Austrian artist and architect

Cover of a monography (ISBN 3702216413) showing the typical painting style of Walde

Alfons Walde (8 February 1891 – 11 December 1958) was an Austrian artist and architect.

==Art==

Walde is known best for his winter landscapes and farming images, especially skiing and sporting scenes, painted in tempera or impastoed oil paint. Many of his paintings can be seen in the Museum gallery in Kitzbühel.

==Life and career==

Walde was born in Oberndorf (near Kitzbühel) in Tyrol. He produced his first watercolour and tempera paintings during his school days. From 1910 to 1914 he studied architecture at the Technische Hochschule in Vienna, while continuing his education as a painter.
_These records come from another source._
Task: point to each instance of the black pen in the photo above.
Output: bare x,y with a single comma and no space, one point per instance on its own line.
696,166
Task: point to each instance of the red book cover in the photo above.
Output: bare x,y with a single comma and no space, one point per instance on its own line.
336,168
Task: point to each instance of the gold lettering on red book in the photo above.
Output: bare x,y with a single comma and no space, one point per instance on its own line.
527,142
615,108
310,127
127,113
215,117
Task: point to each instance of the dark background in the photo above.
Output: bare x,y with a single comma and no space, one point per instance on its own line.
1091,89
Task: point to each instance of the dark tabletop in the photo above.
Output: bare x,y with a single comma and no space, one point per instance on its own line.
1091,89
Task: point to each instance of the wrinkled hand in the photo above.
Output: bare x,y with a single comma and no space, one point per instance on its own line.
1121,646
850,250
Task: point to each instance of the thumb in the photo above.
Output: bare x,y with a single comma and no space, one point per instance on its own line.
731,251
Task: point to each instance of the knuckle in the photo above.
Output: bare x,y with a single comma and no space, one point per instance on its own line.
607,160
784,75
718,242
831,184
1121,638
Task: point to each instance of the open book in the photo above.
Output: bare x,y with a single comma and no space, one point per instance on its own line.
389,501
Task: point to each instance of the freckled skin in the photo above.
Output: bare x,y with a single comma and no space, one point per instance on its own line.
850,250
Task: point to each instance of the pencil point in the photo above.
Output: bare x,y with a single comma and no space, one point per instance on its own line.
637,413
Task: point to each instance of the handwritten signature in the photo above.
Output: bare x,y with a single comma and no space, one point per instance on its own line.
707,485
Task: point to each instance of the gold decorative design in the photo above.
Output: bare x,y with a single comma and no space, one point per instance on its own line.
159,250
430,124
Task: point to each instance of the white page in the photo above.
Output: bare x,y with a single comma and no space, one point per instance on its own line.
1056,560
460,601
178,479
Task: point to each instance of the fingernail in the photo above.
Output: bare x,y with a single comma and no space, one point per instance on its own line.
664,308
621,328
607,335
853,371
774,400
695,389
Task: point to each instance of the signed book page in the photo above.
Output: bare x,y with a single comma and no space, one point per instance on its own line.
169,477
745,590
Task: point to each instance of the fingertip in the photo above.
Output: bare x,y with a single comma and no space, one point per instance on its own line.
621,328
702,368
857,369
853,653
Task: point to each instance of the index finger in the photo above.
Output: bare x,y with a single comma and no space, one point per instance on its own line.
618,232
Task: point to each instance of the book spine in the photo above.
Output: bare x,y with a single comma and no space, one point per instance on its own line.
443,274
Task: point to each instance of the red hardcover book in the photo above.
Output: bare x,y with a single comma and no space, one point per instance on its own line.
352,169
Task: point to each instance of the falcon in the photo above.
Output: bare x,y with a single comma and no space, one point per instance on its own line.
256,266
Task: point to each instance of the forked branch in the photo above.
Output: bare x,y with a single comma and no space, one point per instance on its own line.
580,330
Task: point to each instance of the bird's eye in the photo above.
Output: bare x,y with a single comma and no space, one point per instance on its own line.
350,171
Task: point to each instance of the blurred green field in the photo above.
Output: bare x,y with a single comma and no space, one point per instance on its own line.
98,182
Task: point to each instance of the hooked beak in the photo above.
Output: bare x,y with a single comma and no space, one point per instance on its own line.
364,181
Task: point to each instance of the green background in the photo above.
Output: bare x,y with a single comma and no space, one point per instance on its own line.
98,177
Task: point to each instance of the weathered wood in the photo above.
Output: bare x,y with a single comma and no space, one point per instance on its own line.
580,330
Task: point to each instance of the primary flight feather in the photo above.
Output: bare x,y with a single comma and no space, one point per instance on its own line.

In the Danubian metropolis he moved in artistic circles that included Egon Schiele and Gustav Klimt, and he became influenced by Ferdinand Hodler.

In 1911 Walde had his first exhibition in Innsbruck, and in 1913 presented four farm pictures at the prestigious Vienna Secession exhibition. From 1914 to 1917 he actively participated in World War I as a Tyrolean Kaiserschütze in the high mountains. After returning to Kitzbühel, he fully devoted himself to painting and participated again in exhibitions of the Secession and the Vienna Künstlerhaus throughout the 1920s. He was active as a graphic artist, and beginning in 1926 designed many posters.

By around 1928 Walde had finally found his own characteristic style, one that gave expression to both the Tyrolean mountain scenery – particularly the living winter landscapes – and its robust people through the use of highly reduced drawings and pastel colouring. Throughout the rest of his artistic career his work stayed with the subject of his homeland, and retained the same distinct native style.

Alfons Walde died of heart failure on 11 December 1958 in Kitzbühel.